GAP covered call positions are structurally neutral to slightly bullish; the modeled P&L assumes European-style exercise at expiration and ignores early assignment, transaction costs, dividends paid before expiry on the stock leg (when present), and the bid-ask spread on the listed chain. GAP positions also carry Consumer Cyclical sector concentration risk; news flow inside the sector (peer earnings, regulatory shifts, supply-chain headlines) can move GAP alongside the broader basket even when GAP-specific fundamentals are unchanged. Short-premium structures like a covered call on GAP carry tail risk when realized volatility exceeds the implied move; review historical GAP earnings reactions and macro stress periods before sizing. Always rebuild the position from current GAP chain quotes before placing a trade.

Frequently asked questions

What is a covered call on GAP?
A covered call on GAP is the covered call strategy applied to GAP (stock). The strategy is structurally neutral to slightly bullish: A covered call pairs long stock with a short out-of-the-money call, collecting premium and capping upside above the short strike in exchange for income. With GAP stock trading near $18.52, the strikes shown on this page are snapped to the nearest listed GAP chain strike and the premiums come straight from the end-of-day bid/ask midpoint.
How are GAP covered call max profit and max loss calculated?

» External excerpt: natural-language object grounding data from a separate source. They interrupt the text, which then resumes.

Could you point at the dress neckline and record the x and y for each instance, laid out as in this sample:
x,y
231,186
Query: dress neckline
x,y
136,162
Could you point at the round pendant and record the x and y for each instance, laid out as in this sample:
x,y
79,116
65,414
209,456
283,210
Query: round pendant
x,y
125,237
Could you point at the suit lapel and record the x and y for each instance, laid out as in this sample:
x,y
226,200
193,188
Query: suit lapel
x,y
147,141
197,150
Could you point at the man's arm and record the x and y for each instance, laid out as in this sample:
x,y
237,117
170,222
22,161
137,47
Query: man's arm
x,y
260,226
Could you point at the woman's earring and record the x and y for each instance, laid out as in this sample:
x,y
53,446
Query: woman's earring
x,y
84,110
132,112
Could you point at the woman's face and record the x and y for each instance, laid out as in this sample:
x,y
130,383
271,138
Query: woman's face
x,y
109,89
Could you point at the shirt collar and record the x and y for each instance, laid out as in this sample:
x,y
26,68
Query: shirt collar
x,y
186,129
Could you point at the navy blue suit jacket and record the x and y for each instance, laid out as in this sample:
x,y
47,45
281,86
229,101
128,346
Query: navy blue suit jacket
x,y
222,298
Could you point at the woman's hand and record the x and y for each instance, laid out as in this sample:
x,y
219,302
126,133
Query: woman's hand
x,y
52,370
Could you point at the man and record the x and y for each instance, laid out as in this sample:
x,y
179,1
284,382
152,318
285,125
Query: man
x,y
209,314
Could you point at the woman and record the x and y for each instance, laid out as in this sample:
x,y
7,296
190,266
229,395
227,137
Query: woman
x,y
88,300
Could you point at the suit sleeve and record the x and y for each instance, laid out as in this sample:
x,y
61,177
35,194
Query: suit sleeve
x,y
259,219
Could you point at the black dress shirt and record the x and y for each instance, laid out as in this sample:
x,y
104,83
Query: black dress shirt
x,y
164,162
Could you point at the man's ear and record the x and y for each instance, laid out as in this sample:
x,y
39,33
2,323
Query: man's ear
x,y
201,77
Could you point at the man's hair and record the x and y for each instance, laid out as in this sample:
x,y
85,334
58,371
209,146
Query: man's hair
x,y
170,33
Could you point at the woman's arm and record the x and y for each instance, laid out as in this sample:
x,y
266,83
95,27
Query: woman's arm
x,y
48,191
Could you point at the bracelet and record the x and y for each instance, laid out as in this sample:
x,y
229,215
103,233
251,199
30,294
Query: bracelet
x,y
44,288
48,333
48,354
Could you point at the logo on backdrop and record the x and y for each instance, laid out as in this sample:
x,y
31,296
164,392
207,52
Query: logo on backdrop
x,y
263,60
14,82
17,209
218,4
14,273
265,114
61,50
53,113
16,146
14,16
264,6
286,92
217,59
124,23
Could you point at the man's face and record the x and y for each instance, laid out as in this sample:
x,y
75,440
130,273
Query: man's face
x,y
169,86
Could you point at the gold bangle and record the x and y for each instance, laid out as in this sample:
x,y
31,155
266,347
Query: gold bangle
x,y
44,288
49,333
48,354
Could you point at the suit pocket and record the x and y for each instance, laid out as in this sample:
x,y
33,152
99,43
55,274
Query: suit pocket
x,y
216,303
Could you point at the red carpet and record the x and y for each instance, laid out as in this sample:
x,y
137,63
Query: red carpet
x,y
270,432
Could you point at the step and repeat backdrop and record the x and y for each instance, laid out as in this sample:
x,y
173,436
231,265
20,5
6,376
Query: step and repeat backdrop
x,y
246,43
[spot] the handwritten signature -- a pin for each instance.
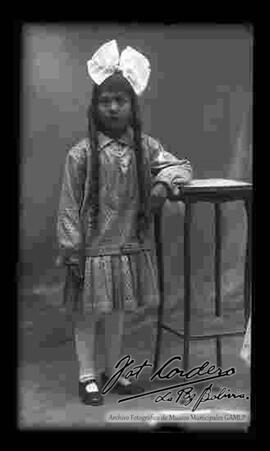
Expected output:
(186, 394)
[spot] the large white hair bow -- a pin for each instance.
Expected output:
(134, 66)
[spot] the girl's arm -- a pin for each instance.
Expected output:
(168, 169)
(69, 230)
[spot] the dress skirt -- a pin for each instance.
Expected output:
(114, 282)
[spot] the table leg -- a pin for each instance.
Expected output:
(187, 281)
(218, 256)
(247, 276)
(158, 239)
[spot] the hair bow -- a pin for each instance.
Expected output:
(134, 66)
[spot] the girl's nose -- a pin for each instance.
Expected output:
(113, 107)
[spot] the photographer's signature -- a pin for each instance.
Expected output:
(186, 393)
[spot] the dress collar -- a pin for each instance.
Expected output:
(126, 139)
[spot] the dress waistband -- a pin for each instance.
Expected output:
(116, 250)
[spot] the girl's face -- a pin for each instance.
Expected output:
(114, 111)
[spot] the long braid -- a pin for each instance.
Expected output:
(92, 132)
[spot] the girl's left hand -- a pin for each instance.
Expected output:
(158, 196)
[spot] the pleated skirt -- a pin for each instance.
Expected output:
(117, 282)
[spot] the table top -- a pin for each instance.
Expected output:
(207, 184)
(214, 187)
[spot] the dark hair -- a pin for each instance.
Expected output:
(143, 173)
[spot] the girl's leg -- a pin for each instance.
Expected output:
(85, 343)
(114, 328)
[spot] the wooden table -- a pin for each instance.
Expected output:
(215, 191)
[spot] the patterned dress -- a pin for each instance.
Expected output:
(119, 271)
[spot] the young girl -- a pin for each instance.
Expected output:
(113, 181)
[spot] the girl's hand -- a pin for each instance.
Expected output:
(158, 196)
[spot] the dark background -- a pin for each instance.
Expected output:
(198, 104)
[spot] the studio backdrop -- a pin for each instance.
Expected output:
(198, 104)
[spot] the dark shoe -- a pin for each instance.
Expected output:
(121, 389)
(89, 393)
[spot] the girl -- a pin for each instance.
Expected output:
(113, 181)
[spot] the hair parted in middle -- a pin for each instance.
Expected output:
(143, 171)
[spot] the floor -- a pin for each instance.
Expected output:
(47, 376)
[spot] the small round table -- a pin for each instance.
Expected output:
(215, 191)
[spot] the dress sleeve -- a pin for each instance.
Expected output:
(168, 169)
(69, 228)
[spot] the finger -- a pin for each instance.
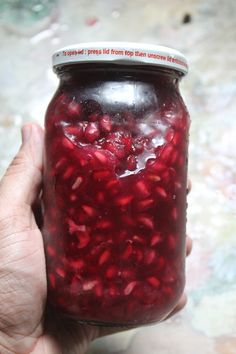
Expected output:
(189, 186)
(189, 245)
(181, 304)
(21, 181)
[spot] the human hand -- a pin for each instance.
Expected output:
(26, 326)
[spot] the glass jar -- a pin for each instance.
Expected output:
(115, 183)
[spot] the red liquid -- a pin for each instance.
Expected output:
(115, 204)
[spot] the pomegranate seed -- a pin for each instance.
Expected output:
(146, 221)
(89, 285)
(142, 189)
(106, 123)
(174, 213)
(156, 238)
(154, 282)
(161, 192)
(83, 238)
(131, 163)
(130, 287)
(74, 109)
(68, 173)
(73, 227)
(91, 132)
(104, 257)
(145, 204)
(60, 271)
(89, 210)
(127, 252)
(52, 280)
(77, 183)
(171, 241)
(123, 201)
(150, 256)
(51, 251)
(67, 144)
(103, 224)
(98, 289)
(101, 157)
(111, 272)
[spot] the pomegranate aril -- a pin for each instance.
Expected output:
(130, 287)
(145, 204)
(83, 238)
(89, 210)
(146, 221)
(161, 192)
(124, 200)
(74, 109)
(131, 163)
(142, 189)
(105, 123)
(92, 132)
(51, 251)
(77, 183)
(104, 257)
(52, 280)
(149, 257)
(111, 272)
(155, 282)
(60, 271)
(156, 239)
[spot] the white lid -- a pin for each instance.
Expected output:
(121, 53)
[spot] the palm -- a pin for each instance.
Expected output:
(25, 325)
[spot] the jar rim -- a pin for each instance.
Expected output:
(123, 53)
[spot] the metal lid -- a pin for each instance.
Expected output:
(121, 53)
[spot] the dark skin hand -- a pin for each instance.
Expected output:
(26, 325)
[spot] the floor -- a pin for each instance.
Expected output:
(205, 31)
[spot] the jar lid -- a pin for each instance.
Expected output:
(121, 53)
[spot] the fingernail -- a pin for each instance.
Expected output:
(26, 133)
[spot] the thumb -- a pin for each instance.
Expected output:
(21, 182)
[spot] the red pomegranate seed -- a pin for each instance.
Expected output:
(174, 213)
(101, 157)
(89, 210)
(52, 280)
(154, 282)
(104, 224)
(161, 192)
(91, 132)
(104, 257)
(142, 189)
(131, 163)
(123, 201)
(146, 221)
(145, 204)
(171, 241)
(127, 252)
(67, 144)
(105, 123)
(68, 173)
(60, 271)
(83, 238)
(130, 287)
(111, 272)
(89, 285)
(149, 257)
(51, 251)
(156, 238)
(74, 109)
(77, 183)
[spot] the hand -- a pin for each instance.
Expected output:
(25, 325)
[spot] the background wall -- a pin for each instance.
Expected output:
(205, 32)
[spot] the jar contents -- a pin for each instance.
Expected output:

Max profit equals short-strike minus cost basis plus premium times 100; max loss is cost basis minus premium (at zero). Breakeven is cost basis minus premium. For the GAP covered call priced from the end-of-day chain at a 30-day expiry (ATM IV 37.92%), the computed maximum profit is $138.00 per contract and the computed maximum loss is -$1,811.00 per contract. Live intraday quotes will differ as the chain moves through the trading session.
What is the breakeven for a GAP covered call?
The breakeven for the GAP covered call priced on this page is roughly $18.12 at expiration, derived from end-of-day chain premiums. Breakeven is the underlying price at which the strategy's P&L crosses zero ignoring transaction costs and assignment risk. The current GAP market-implied 1-standard-deviation expected move is approximately 10.87%; if the move sits well outside the breakeven distance, the structure's risk-reward becomes correspondingly tighter.
When should you consider a covered call on GAP?
Covered calls on GAP are an income strategy run on existing GAP stock positions; traders typically sell calls at 25-35 delta with 30-45 days to expiration to balance premium against upside cap.
How does current GAP implied volatility affect this covered call?
GAP ATM IV is at 37.92% with IV rank near 15.92%, which is on the low end of its 1-year range. Premium-buying structures (long call, long put, debit spreads) are relatively cheap in this regime; premium-selling structures collect less credit per unit risk.